A biopsy will also be performed. A sample of lung tissue is taken for a closer examination under a microscope. A biopsy does not mean you have cancer, but it is needed to officially make (or rule out) the diagnosis.

If a diagnosis of lung cancer is confirmed, it is important that you seek support from loved ones and maintain open communication with your provider to discuss treatment options.

Options will depend on your lung cancer's type and stage. They may include surgery, chemotherapy, immunotherapy, and more.

You may also wish to speak with other patients who have undergone or are undergoing treatment for lung cancer. A lung cancer diagnosis is not something you need to handle alone.
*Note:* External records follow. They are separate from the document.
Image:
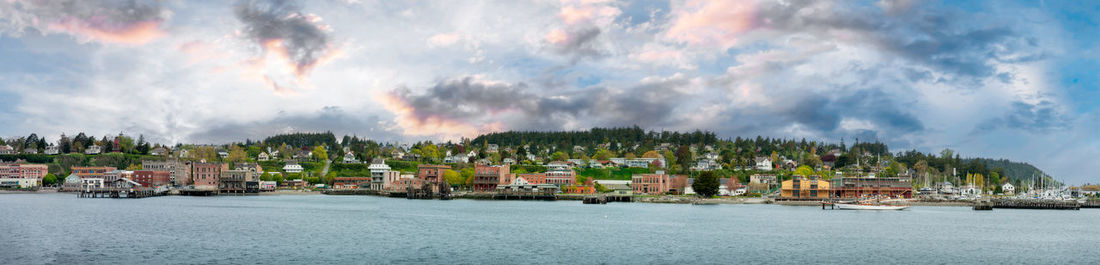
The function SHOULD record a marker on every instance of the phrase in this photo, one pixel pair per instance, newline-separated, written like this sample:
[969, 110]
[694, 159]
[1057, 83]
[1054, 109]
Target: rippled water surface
[63, 229]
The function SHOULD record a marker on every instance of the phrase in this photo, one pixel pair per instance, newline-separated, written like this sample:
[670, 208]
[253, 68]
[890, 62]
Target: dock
[1036, 203]
[117, 192]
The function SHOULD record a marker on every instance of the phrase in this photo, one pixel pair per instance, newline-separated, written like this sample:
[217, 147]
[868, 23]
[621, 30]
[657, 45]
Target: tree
[453, 177]
[706, 185]
[804, 170]
[50, 179]
[559, 156]
[683, 156]
[237, 154]
[320, 154]
[602, 155]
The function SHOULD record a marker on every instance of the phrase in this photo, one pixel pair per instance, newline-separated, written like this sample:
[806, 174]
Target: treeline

Can I Get a Chest X-Ray Instead?

Chest X-rays are not considered good for lung cancer screening because overlapping structures can make it difficult to spot a tumor. Moreover, X-ray imaging cannot visualize soft tissues.

An X-ray sends small doses of radiation through the body. Bones, which are high in calcium, show up clearly on X-ray because of their density and because they have a higher atomic number than most elements and can absorb the X-rays. This results in them appearing white on the screen.

Soft tissues such as those in the lungs, however, appear in various shades of grey on X-ray. This can make the film difficult to read. An X-ray may detect an unusual mass in the lungs, but it would be extremely hard to ascertain if it is a tumor.

The 360-degree computerized image of your lungs that is created by a CT scan allows for much more detail to be captured. This helps ensure a more accurate diagnosis of lung cancer.

A Word From Verywell

Genetic testing is another tool for checking for your risk of lung cancer, though it is not considered or used as a screening test. Certain mutations can increase your risk of developing this disease, so testing can help identify if you have any inherited lung cancer risks.

Most people who develop lung cancer at a younger age, commonly women and non-smokers, have a genetic predisposition to the disease. For example, EGFR T790M mutations are more commonly found in lung cancer patients who have never smoked than in patients who have.